Q&A: Triggering PSI 15 with NG tube placement

CDI Strategies - Volume 17, Issue 8

Q: For those patients who are flagging due to a procedure unrelated to the first, what do you do with those? If the issue is found during the surgery and taken care of, they don’t require a trip back to the operating room, but the patient then needs an NG tube to drain their stomach, and it’s now flagging for PSI 15. What should we do in these cases?
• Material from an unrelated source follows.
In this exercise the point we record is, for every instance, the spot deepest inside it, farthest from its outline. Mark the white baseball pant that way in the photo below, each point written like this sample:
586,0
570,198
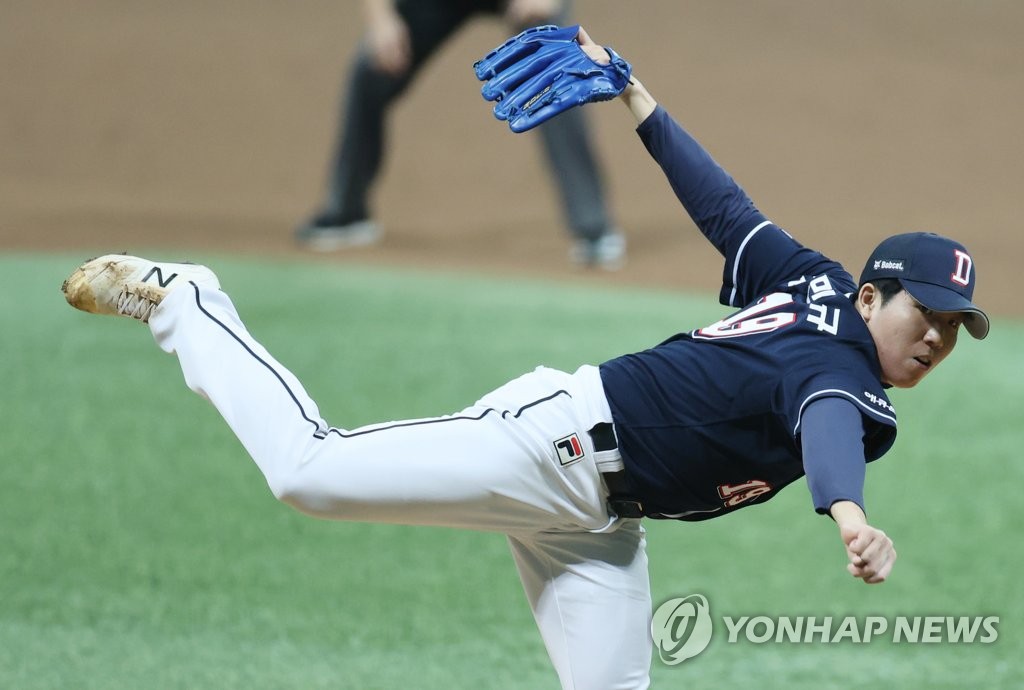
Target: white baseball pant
495,466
A: This seems to be an issue for many organizations. PSI 15 was meant to capture the worst events, but code 0D9970Z, Drainage of duodenum with drainage device via natural or artificial opening, is a PCS code listed for inclusion for PSI 15. The patient would need to have a coded accidental tear or laceration coded as well as the PCS codes for abdominal/pelvic surgery. Which brings us back to the question of whether we report a serosal tear that did not change the course of care or the course of the surgery.

I do believe I have found a much easier solution to this specific reporting problem, and it comes from an example from the Coding Clinic.

Per the Coding Clinic, insertion of nasogastric tube for drainage and feeding, second quarter 2015, p. 29 (bold added):

Question:

A nasogastric (NG) tube was inserted for drainage. The next day, tube feedings were ordered using the existing NG tube. What is the correct root operation(s) for the insertion of a single NG tube used for drainage and feeding?

Answer:

The placement of a nasogastric tube does not need to be coded in the inpatient setting. However, for facilities that wish to collect this information, assign the following ICD-10-PCS codes:

0D9670Z
Drainage of stomach with drainage device, via natural or artificial opening

3E0G76Z
Introduction of nutritional substance into upper GI, via natural or artificial opening

My advice is to work with your coding team and develop guidelines within your organization. As instructed by Coding Clinic, this PCS code does not need to be coded for the inpatient setting, so coders are not required to capture it. This should eliminate triggering PSI 15 due to an NG tube placement.